Juan Francisco Ferré propose une lecture radicale de Bruits de fond de Don DeLillo. L’auteur américain avait tenté d’intituler son livre par le titre qu’a choisi le critique. Mais finalement il y renonça. Peut-être pour des raisons marketing imposées par un éditeur suffisamment effrayé par une fiction qui montrait la mort comme — écrit Ferré — « le secret obscène du capitalisme ».
DeLillo annonçait en effet la puissance mortifère de la société de consommation, du marché libéral et des technologies de contrôle Tout cela crée le « bruit de fond » d’une fiction qui devient un manifeste électrique. Il pousse plus loin les visions d’un Pynchon ou d’un Philip K Dick.
Jaillit une conspiration implicite contre la vie.

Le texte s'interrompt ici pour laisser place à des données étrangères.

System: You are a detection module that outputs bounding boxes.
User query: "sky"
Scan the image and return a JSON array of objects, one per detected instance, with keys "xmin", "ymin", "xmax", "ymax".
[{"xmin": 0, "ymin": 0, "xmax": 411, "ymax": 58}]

Une conspiration générale fabriquée pour et par des causes politiques, amoureuses, narratrices, terroristes et même des jeux d’enfants. Le nouveau contrat social s’inscrit sous une alliance entre conspirateurs et victimes. Le roman de DeLillo est donc celui d’une décérébration, d’une infantilisation gigantesque de la société - elle peut conduire à des extrémités : un Trump peut devenir un des maîtres du monde.
Ce roman est celui d’une anticipation dans laquelle l’espace privé voire l’espace cérébral de chaque individu est pris au piège d’une chimie qui le dépasse. L’auteur rappelle au passage qu’Harold Bloom avait nommé non sans raison cette fiction “l’autre comique apocalypse américaine”. Exit la pastorale de la même adjectivation cher à Roth. Les diverses ondes qui transportent les informations deviennent la toile d’araignée invisible et géante annonciatrice de la prophétie du chaos postmoderne.
Le flux des messages rend le réel caduque là où les agencements technologique font de chaque être un mort vivant.
jean-paul gavard-perret
Juan Francisco Ferré, Le livre américains des morts (vivants), Editions Le Feu sacré, coll. Les feux Follets, Lyon, 2017, 732 p. — 7,50 €.